The sun sets and casts defining shadows the mid-day never knows. Bright daylight bleaches details that would go unnoticed, save for the setting sun.
If you’re not a late-day walker, you won’t see these vital notes. If all you know is one time of day, even if that one time is a significant block of hours, you’ll miss nuances of what’s all around you.
You won’t know your place. I’ll go further and say, you won’t really know who you are, if you don’t get exposure to different light.
A few days ago, I took a walk in my neighborhood–one of many daily walks. I’m a transplant to this area and it’s all new to me. While there are many dog walkers in this secluded community, I’ve not seen many cats. And I do love cats, very much.
On this particular day, I came across a black cat that I had met earlier in the week. She saw me this second time, I saw her, and a hand up, and a tail up.
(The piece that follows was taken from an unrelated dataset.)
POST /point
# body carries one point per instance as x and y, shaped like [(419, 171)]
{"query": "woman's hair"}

We walked toward each other, in greeting.
She’s a great cat. Brown whiskers, no voice, so willing to be patted and spoken to! How can one be so friendly, without past experiences together? How had she been treated, to greet a stranger this fantastic way? isn’t that a tribute to her owners?
I steadied myself, then crouched and splayed my hands at my side. She walked around me, pushing her face and edges of her teeth into my knees, fingers, and forearms. When a cat is happy, their human companion’s ills are forgotten. That’s right, every problem weighing on me was gone.
Few beings have this power. And too few people get the pleasure of such an experience.
If you haven’t, you have to find a way to get to this release. If you can’t imagine it, you can start by believing it. If you don’t want it, you need it more than anyone.
If you’ve had an animal’s acceptance and love, you’ll take it again, any time such a creature comes by.
I noticed something when she trotted towards me. Her head was tilted, like she was pondering a question, similar to, “Hmm, do I know you?”
As we spent our moments, I realized something that halted my good feelings. Her head was tilted, permanently. I gave her a close look, over the course of our few minutes. This cat was looking at life through a ten-degree neck twist.
Was it nerve damage, from an accident? Or had she been this way from birth?
No collar, no obvious owner to talk to. No answers.
Damn it! I cursed the tilt. I felt sorry that whatever happened to her, she’d been left bent this way. She didn’t seem distressed or in pain in any way. And then I thought, maybe the process worked in reverse, too. Maybe her ills go away–not just mine–when she happens to come across an animal lover. Maybe she can spot such people, by how we look at her, what greetings we emit, and when our body posture says, “You have a friend if you want one. Want to come over?”
Maybe she forgets her pain when she’s touched and loved. And when she can touch you, and love you.
I’ve met her twice and hope to make it a regular event, here in this new neighborhood. I’ve learned that when I walk away from her, I can’t look back, because she will come running. I can glance back when I’m a bit of a distance away, to be assured she’s cleaning a paw, safely on a plot of lawn, perhaps at her own home.
I walked towards my apartment and the reality of life flowed back into me. The sun sets and casts shadows, and I could see mine, clearly defined in length in front of me. And then I saw something I’d never seen before. My shadow showed what I didn’t realize about myself. I too, was tilted. Bent, crooked, from an accumulation of a due course of life.
We–both of us–are going to be all right.